Камень тепло скользнул к ней в руку, сразу оттянув ей запястье необыкновенной живой тяжестью.

– Нет, это – моё. – Ресницы Рамут лоснились в лучах солнца, а на губах повисли не то песчинки, не то крупинки мёда.

Она прижала ладонь Радимиры с камнем к её груди, и тот вдруг жарким, сияющим сгустком света вошёл внутрь. Лучики смеха защекотали рёбра женщины-кошки, пружинистая сила наполнила ноги, а за спиной раскинулись крылья горной свободы, сияя снежной сказкой о Нярине, седом Ирмаэле и пятиглавом Сугуме.

– Теперь моё сердце – в твоей груди, кошка, – сказала Рамут. – И хочешь ты того или нет – тебе придётся с ним жить.

Сладко-жгучие лучики звезды, сияющей под рёбрами, превратили Радимиру в пушистую серую кошку, и она помчалась по цветущему лугу навстречу бесконечному белогорскому простору. Рядом с ней неслась чёрная синеглазая волчица – стройная, длинноногая, с поджарым сильным телом и великолепным мохнатым хвостом; они устроили бег наперегонки, и вперёд вырывалась то одна, то другая. Затем они швыряли в морды друг другу горный снег, и тот оседал холодными искорками на ресницах; боролись они и с водопадами, покоряли порожистые бурливые реки, а потом, выскочив на берег, встряхивались, обдавая друг друга тучей брызг. Растянувшись на солнышке, они обсыхали; ветер колыхал цветущие травы вокруг, а серые и голубые глаза были связаны прочной ниточкой взгляда.

*

Тихорощенский мёд вечерних лучей косо струился между могучими стволами сосен, погружённых в чистый, горьковато-смолистый покой. Голова Радимиры на ослабевшей шее измученно клонилась то на грудь, то на плечо, и Дарёна, встав вплотную к женщине-кошке, подставила свою голову в качестве опоры. Прислонившись виском к её лбу, Радимира приподняла уголки губ в угасающей улыбке.

– Не вини себя ни в чём. И пусть Шумилка не горюет, – прошелестел её шёпот. – Я не держу ни на кого обиды.
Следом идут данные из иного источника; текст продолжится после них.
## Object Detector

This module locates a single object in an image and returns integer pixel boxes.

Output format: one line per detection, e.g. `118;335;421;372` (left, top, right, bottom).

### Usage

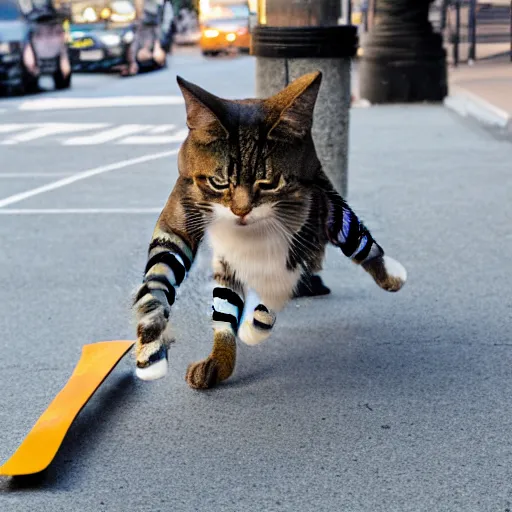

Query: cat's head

К богатырскому, липковато-шершавому стволу чудо-сосны она была привязана простынями: верёвки больно врезались бы в тело, а широкие полосы ткани мягко поддерживали слабую Радимиру под мышками и вокруг пояса.

– Ступайте, – пуховой струйкой прожурчал голос новой Верховной Девы, Левкины. – Слияние с тихорощенским древом – таинство, оно должно проходить вдали от посторонних глаз.

Преемница Вукмиры, невысокая, по-девичьи хрупкая, со спины могла показаться совсем юной, но лицом обладала благородно-волевым и величавым – с горбинкой на носу и ямочкой на подбородке. Рыжевато-русые пряди волос колыхались под ветерком, достигая кончиками колен, а светло-карие, медово-золотистые очи в пушистом обрамлении длинных ресниц дышали мягкой тысячелетней мудростью.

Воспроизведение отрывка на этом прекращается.